WASHINGTON - Industry stakeholders are trying to put aside their differences and come to an agreement on what shape oxygen reform should take.
Last week, at the invitation of AAHomecare, the New Oxygen Coalition (NOC) held two teleconferences to discuss issues that have divided the industry at a time when it needs to put on a united front.
"All the groups agreed that it makes sense to keep talking," said Walt Gorski, AAHomecare's vice president of government relations. "At the end of the day, we are fighting for what's right for suppliers and patients. Fighting ourselves accomplishes nothing."
In recent weeks, industry groups like the National Association of Independent Medical Equipment Suppliers (NAIMES) and the Committee to Save Independent Suppliers (CSIHME) have come out publicly against H.R. 3220, AAHomecare's plan to reform the oxygen benefit.
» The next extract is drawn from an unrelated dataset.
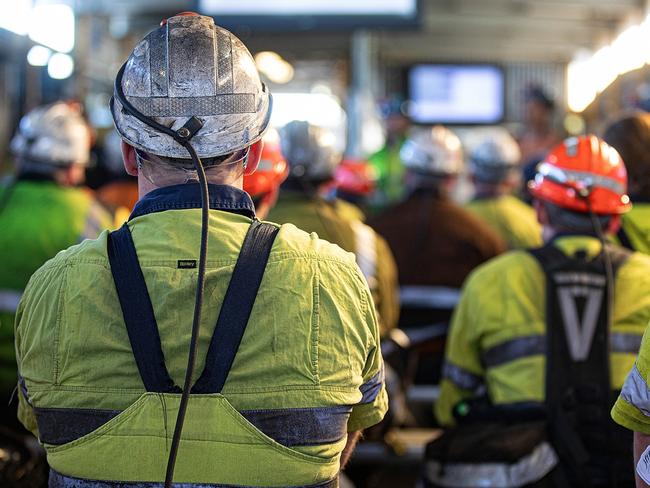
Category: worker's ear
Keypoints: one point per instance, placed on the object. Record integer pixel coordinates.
(130, 161)
(254, 155)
The plan was dealt a further, public blow, when the two groups and several consumer and clinical groups, including the American Lung Association and the National Home Oxygen Patients Association, sent a letter to Rep. Mike Ross, D-Ark., the bill's sponsor, criticizing the legislation as "fundamentally flawed."
NOC member Wayne Stanfield, executive director of NAIMES, was unavailable for comment last week, but said, in a news release:
"NAIMES supports this effort by AAHomecare to resolve differences and we look forward to working with the AAHomecare staff and Board to insure that the best interests and greater good of the DME supplier community are met."
While Gorski couldn't comment on the specifics of what was discussed during last week's call, two provisions in the bill have proved particularly contentious: one to remove oxygen from national competitive bidding and another to reclassify suppliers as providers.
"We are making progress on the key sticking point issues," said Gorski.
In addition to the previous NOC members, several new representatives had a seat at the table during last week's calls, including David Petsch, managing director of CSIHME.
"We're not taking votes," said Gorski. "We just will continue to talk and try and work through and resolve the issues, and very quickly."
The House of Representatives is on break until Sept. 8 but is expected to consider dozens of amendments to its health care reform package--including H.R. 3220, when it reconvenes.